The Ombudsperson Institution presented the Report on National Assessment of Sexual and Reproductive Health and Rights in Kosovo
With the aim of reinstatement violated rights of individuals as well as with the intention of setting guaranteed standards and promotion of good practices, the Ombudsperson has presented today the Report SEXUAL AND REPRODUCTIVE HEALTH AND RIGHTS IN KOSOVO: A REALITY BEYOND THE LAW?
Sexual and reproductive health and rights (SRHR) has a protective framework with the Constitution of Republic of Kosovo, which includes not only rights envisaged in the Constitutional Chapter on human rights, but also rights known from international traits on human rights which the Constitution recognizes as directly applicable and prevail over local legislation in case of conflict.
This Report, the first of this kind in Kosovo aims the assessment of progress as well as political, economic, social and cultural barriers on sexual and reproductive health in Kosovo, through the lens of human rights, guaranteed by the State’s Constitution, keeping accountable all respective and responsible authorities towards their legal liabilities versus SRHR, provision of recommendations for actions which ensure potential for progress and Support for accomplishment of SRHR for the Kosovo population.
This Assessment was carried out by the Ombudsperson Institution (OI), with technical guidance and financial support from the United Nations Population Fund (UNFPA) national office in Kosovo and was based on review of documents and relevant publications as well as on consultations with public authorities, civil society, international organisations and field professionals.

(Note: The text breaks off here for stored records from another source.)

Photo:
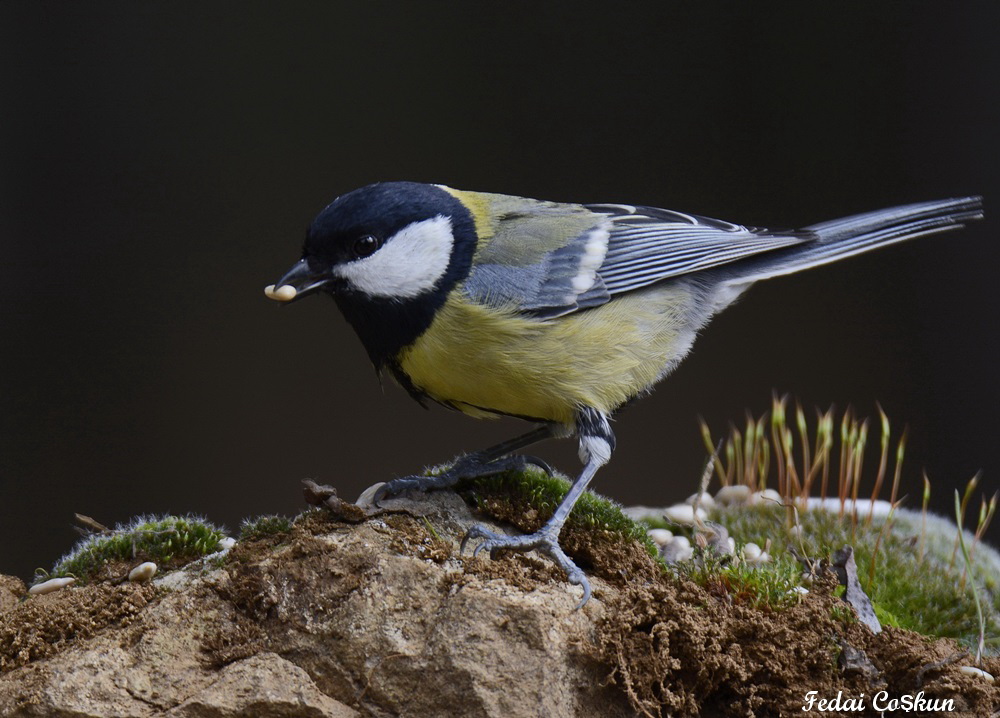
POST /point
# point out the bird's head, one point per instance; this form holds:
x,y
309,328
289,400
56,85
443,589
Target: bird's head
x,y
392,241
389,253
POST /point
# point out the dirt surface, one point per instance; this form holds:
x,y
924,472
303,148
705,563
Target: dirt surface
x,y
383,617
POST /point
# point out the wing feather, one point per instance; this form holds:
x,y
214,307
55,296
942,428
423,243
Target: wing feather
x,y
547,259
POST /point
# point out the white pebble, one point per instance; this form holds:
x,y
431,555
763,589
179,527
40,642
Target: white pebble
x,y
53,584
754,555
736,494
285,293
978,672
767,496
679,549
661,537
683,514
142,572
706,502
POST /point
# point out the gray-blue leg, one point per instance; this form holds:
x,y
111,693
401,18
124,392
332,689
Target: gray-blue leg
x,y
488,462
596,444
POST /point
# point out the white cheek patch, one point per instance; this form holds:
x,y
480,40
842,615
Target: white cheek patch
x,y
409,263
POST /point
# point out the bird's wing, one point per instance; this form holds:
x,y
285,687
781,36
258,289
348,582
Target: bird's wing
x,y
648,244
548,259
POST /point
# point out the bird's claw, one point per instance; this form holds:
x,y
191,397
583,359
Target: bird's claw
x,y
470,466
541,541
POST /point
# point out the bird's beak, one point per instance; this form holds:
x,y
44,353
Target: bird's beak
x,y
298,281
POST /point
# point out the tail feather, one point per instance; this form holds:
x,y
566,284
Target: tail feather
x,y
845,237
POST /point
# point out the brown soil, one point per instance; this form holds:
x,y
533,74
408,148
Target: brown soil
x,y
44,625
669,646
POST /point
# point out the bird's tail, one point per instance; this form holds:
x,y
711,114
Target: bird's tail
x,y
845,237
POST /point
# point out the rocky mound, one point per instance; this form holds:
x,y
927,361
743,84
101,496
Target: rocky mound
x,y
378,615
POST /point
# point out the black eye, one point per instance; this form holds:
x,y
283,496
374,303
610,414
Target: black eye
x,y
366,246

The Assessment is focused within the framework of seven key issues: contraceptive information and services; safe abortion, maternal health; HIV/AIDS; comprehensive sexuality education; violence against women;
cancer and reproductive health, having in mind vulnerable groups within the focus of assessment, reliability and availability of data, non-discrimination, privacy including confidentiality, participation etc.

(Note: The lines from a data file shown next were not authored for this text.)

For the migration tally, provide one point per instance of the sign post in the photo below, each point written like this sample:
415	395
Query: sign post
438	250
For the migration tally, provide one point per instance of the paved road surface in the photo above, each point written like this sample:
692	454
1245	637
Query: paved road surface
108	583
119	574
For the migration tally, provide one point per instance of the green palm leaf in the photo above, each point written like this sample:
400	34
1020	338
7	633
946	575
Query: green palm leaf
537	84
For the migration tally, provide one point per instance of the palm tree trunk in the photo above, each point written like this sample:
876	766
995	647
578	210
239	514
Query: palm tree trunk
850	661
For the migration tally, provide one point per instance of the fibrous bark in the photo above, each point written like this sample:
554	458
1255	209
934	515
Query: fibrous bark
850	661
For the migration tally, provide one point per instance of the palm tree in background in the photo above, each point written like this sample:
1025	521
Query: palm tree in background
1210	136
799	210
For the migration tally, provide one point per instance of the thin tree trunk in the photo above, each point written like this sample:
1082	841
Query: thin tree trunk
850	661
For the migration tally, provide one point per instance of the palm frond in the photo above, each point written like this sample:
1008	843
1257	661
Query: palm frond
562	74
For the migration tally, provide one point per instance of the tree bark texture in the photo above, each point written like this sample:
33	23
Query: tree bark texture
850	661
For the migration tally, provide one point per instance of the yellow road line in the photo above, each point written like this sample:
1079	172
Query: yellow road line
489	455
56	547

By all means, broader health system and socio-economic context, as two highly relevant issues to understand SRHR, have been taken in consideration during Report drafting, which has identified progress and obstacles areas.
Data was analysed with three overarching questions in mind: what is the status of SRHR of the population of Kosovo, including marginalized groups? Which key laws, policies and initiatives have been adopted by the Government, and what is their implementation status? What are the main consistencies and discrepancies between the constitutional protections of SRHR and the reality?
The Report ascertains that Kosovo has tangible progress with regard to a strong constitutional framework for the protection of SRHR; an extensive number of relevant laws and policies; progress/achievements in developing a new health system with an appropriate referral system and in particular with SRHR issues: low rate of maternal mortality and low prevalence of HIV/AIDS.
While identified challenges and obstructions have to do with: low levels of budgetary contributions to health; limited implementation of laws and policies; poor coordination between sectors as well as between central and municipal authorities; significant limitations in data collection including in the health information system which is hampered by limited reporting of, and inaccurate data; more limited access to healthcare for persons living in rural areas; and the tendency of the population to bypass family medicine centres and directly seek out specialist sexual and reproductive healthcare; weak monitoring and accountability, including in respect of illegal practices such as clandestine abortion, and implementation of policies, limited participation of the population including marginalized groups in the development of SRHR-related policies, poor respect of the privacy and confidentiality by health professionals, expiring of majority of policies on sexual and reproductive health, etc.
The Report points out that Kosovo amongst others needs to: update, implement and monitor the implementation of policies, develop the HIS so that appropriate and disaggregated data is routinely collected; extend the provision of age-appropriate compulsory comprehensive sexuality education across all schools; improve privacy and confidentiality in healthcare settings; enhance knowledge of and access to modern methods of contraception; support implementation of the legislative and policy framework on violence against women through raising awareness of SRHR in this context amongst the population, judiciary and other key institutions; address illegal abortion services as well as to address the SRHR of at-risk groups.
The Report “SEXUAL AND REPRODUCTIVE HEALTH AND RIGHTS IN KOSOVO: A REALITY BEYOND THE LAW” unveils 62 recommendations to the responsible authorities, disseminated according to core issues handled and taking in consideration intertwined problems as well as at risk and marginalized groups.
The Report has been published in a hard copy but its electronic copy is available on OI web page as well.